Regular cardiac screenings throughout his professional journey had Eriksen, who affirmed that he lacks any familial background of cardiac issues. Every player in the Premier League and Football League clubs in England undergo comprehensive tests when they ink their initial contract, typically at the ages of 18 and 20.

In the upcoming days, apprehensions about the disorder resurfacing, he had experienced a heart attack and was implanted with an ICD, but it was subsequently verified.

When the heart is beating potentially dangerously or abnormally, ICDs can sense it. These devices are placed under the skin.

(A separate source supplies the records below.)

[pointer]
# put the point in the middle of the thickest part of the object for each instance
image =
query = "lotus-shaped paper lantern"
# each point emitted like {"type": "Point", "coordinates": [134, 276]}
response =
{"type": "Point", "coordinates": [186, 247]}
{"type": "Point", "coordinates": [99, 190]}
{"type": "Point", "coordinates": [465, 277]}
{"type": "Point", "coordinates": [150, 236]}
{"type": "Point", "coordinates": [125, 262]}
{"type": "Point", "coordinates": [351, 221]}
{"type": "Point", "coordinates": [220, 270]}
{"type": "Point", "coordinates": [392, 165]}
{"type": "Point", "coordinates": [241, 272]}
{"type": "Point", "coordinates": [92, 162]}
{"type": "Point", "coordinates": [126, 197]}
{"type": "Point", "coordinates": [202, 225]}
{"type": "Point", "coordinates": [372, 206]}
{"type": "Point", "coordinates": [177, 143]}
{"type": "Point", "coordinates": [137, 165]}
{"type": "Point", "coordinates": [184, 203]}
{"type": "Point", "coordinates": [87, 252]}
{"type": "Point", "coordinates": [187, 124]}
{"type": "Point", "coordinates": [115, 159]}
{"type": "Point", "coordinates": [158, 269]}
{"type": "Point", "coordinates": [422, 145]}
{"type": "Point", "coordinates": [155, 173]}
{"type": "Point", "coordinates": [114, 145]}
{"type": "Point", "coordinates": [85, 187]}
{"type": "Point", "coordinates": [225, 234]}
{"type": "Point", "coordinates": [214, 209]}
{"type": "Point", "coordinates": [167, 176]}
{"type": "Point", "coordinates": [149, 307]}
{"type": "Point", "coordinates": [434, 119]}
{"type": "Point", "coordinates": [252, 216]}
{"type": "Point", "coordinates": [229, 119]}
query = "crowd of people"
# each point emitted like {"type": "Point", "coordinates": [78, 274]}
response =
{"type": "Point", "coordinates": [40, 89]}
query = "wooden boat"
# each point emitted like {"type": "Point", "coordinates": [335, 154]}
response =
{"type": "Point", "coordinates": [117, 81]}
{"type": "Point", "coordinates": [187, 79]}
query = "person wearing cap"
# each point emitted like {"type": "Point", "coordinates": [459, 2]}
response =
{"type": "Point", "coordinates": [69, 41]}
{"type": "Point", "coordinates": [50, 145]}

Usually, they help deliver an electrical shock to the heart and assist in returning it to a normal rhythm.

As recently as ten years ago, physicians cautioned individuals with ICDs against participating in vigorous physical activities.

Over four years, US researchers conducted a study to get to the bottom of this advice and monitored 440 sportspeople with ICDs.

The tenth athlete, who had received a shock from their device while playing sports, was suggesting that they had suffered cardiac arrest, as shown by the results.

There were no athletes who died or suffered complications, suggesting a low risk of exercise for those fitted with devices such as ICDs.

However, Eriksen had to leave his former team Milan Inter because the Italian Football Association does not allow leagues, whether professional or amateur, to be played with fitted devices.

Despite the anticipation of his retirement by many, he consented to join the Premier League team Brentford earlier this year.

With his team trailing 2-0, he subsequently made his comeback to the world of football in February, entering the match in the 52nd minute against Newcastle United.

Eriksen was subsequently recruited in a three-year agreement with Manchester United in July.

Heart attacks occur when there is an abrupt disruption in the blood flow to a portion of the heart, which is slightly distinct from cardiac arrests.

Cardiac arrest can be caused by various factors, including heart disease, heart inflammation, and a hereditary heart condition.

Athletes who unknowingly possess underlying heart conditions can induce cardiac arrest during high levels of physical exertion, whereas exercise is beneficial for cardiovascular well-being.

In March 2012, Fabrice Muamba, who was 34 years old at the time, experienced a cardiac arrest while participating in a match for Bolton Wanderers. He had no pulse for a duration of 78 minutes, similar to Eriksen’s situation. However, he managed to fully recuperate.

However, Marc-Vivienne Foe, who played for Cameroon and West Ham United, suffered a fatal cardiac arrest when he was playing for his national team in Colombia in June 2003.